Modeling with different timesteps#

Developed by D.A. Brakenhoff, Artesia

This notebooks contains examples how to model with different timesteps, e.g. 14-day and hourly.

The difference between the model timestep and the observation frequency#

The model timestep is the time interval on which the heads are simulated by the Pastas model. The observation frequency is the time interval between two head observations. By default Pastas uses a daily modeling timestep, whereas the timestep between observations can vary:

  • If the observation frequency is higher (e.g. hourly) Pastas will take a daily sample of head observations to fit the model.

  • If the observation frequency is lower (e.g. weekly), Pastas will calibrate the model on those weekly observations.

  • The observation frequency can even be irregular, meaning that the timestep between two observations does not have to be constant.

In this notebook we’re showing how to use Pastas to model with different timesteps. The observation frequency is related to this choice, but does not have to be the same as the modeling timestep.

[1]:
import numpy as np
import pandas as pd
import matplotlib.pyplot as plt
import pastas as ps

ps.show_versions()
ps.logger.setLevel("ERROR")
Python version: 3.10.12
NumPy version: 1.23.5
Pandas version: 2.0.3
SciPy version: 1.11.1
Matplotlib version: 3.7.2
Numba version: 0.57.1
LMfit version: 1.2.2
Latexify version: Not Installed
Pastas version: 1.1.0

Before we get to the modeling, we define a helper function to generate synthetic heads using an input stress and a response function with known parameters.

[2]:
def generate_synthetic_heads(
    input,
    rfunc,
    params,
    cutoff=0.9999,
    dt=1.0,
    constant=0.0,
    noise="none",
    sigma_n=0.1,
    alpha=2.0,
):
    # Generate the head
    step = rfunc.block(params, cutoff=cutoff, dt=dt)

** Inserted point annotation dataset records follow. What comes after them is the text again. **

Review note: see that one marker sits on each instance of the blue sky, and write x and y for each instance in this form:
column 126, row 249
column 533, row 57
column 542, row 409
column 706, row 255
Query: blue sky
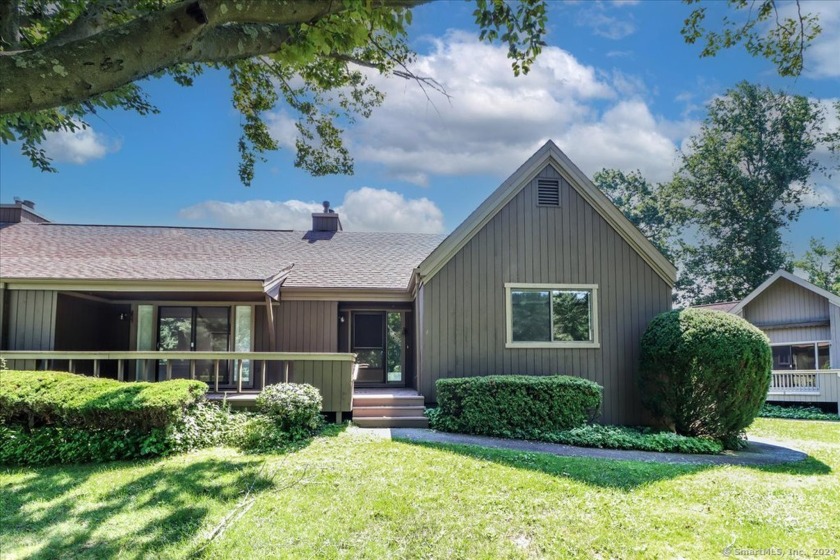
column 617, row 87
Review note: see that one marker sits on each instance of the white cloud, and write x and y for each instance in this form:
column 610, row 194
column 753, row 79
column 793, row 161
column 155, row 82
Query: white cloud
column 259, row 214
column 494, row 121
column 77, row 147
column 365, row 209
column 604, row 25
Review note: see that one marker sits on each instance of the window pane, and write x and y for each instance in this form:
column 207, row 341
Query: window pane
column 571, row 315
column 782, row 357
column 530, row 316
column 243, row 338
column 803, row 356
column 395, row 345
column 823, row 360
column 371, row 358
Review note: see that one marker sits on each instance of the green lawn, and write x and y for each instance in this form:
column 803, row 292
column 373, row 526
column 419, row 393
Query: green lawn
column 349, row 496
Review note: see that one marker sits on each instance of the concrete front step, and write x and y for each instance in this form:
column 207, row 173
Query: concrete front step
column 372, row 411
column 391, row 421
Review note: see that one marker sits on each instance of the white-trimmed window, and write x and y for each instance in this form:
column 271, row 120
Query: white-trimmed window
column 801, row 355
column 552, row 315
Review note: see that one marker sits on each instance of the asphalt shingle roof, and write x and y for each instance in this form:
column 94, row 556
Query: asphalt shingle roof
column 321, row 259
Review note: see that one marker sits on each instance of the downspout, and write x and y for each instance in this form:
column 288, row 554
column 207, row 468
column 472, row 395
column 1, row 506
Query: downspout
column 272, row 330
column 2, row 315
column 271, row 288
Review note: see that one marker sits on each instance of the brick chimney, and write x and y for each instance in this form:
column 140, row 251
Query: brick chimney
column 326, row 220
column 22, row 211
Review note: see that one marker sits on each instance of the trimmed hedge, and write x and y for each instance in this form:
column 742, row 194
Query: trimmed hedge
column 68, row 444
column 704, row 373
column 294, row 407
column 515, row 405
column 621, row 437
column 45, row 398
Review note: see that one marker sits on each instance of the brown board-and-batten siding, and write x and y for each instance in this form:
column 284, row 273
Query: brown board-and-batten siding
column 464, row 323
column 300, row 326
column 30, row 322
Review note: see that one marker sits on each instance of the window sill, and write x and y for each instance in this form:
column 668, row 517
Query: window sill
column 555, row 345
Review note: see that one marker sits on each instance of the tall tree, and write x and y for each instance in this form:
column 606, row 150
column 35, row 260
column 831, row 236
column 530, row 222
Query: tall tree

    h = constant * np.ones(len(input) + step.size)

    for i in range(len(input)):
        h[i : i + step.size] += input[i] * step

    head = pd.Series(
        index=input.index,
        data=h[: len(input)],
    )

    # add correlated noise AR(1)
    if noise == "correlated":
        delt = (head.index[1:] - head.index[:-1]).values / pd.Timedelta("1d")
        noise = sigma_n * np.random.randn(len(head))
        residuals = np.zeros_like(noise)
        residuals[0] = noise[0]
        for i in range(1, head.index.size):
            residuals[i] = np.exp(-delt[i - 1] / alpha) * residuals[i - 1] + noise[i]
        head = head + residuals

    return head

A model with a 14-day timestep#


In this example we generate heads from measured precipitation and evaporation using a known response function. Next we take a sample from the synthetically generated heads with one observation every 14 days. Then we build 3 pastas models:

  1. Model with daily timestep

  2. Model with 14-day timestep, where we let pastas resample the stresses.

  3. Model with 14-day timestep, where we use manually resampled stresses.

The three Pastas models are expected to give very similar results.

First we read in some real precipitation and evaporation data.

[3]:
prec = pd.read_csv(
    "../../doc/examples/data/rain_260.csv", index_col=[0], parse_dates=True
).squeeze()
evap = pd.read_csv(
    "../../doc/examples/data/evap_260.csv", index_col=[0], parse_dates=True
).squeeze()

Define a response function and its parameters.

[4]:
rfunc = ps.Exponential()
Atrue = 0.8
atrue = 50
ftrue = -1.3  # evaporation factor
constant = 20  # constant level
params = [Atrue, atrue]

Calculate effective precipitation using a linear recharge model with evaporation factor f. Use this stress to generate a synthetic head time series.

[5]:
stress = prec + ftrue * evap

head = generate_synthetic_heads(stress, rfunc, params, constant=constant)
head = head.loc["1990":"2015"]

Take a sample from the heads with one observation every 2 weeks.

[6]:
sample_step = 14
freq = f"{sample_step}D"

sample = head.iloc[::sample_step].asfreq(freq)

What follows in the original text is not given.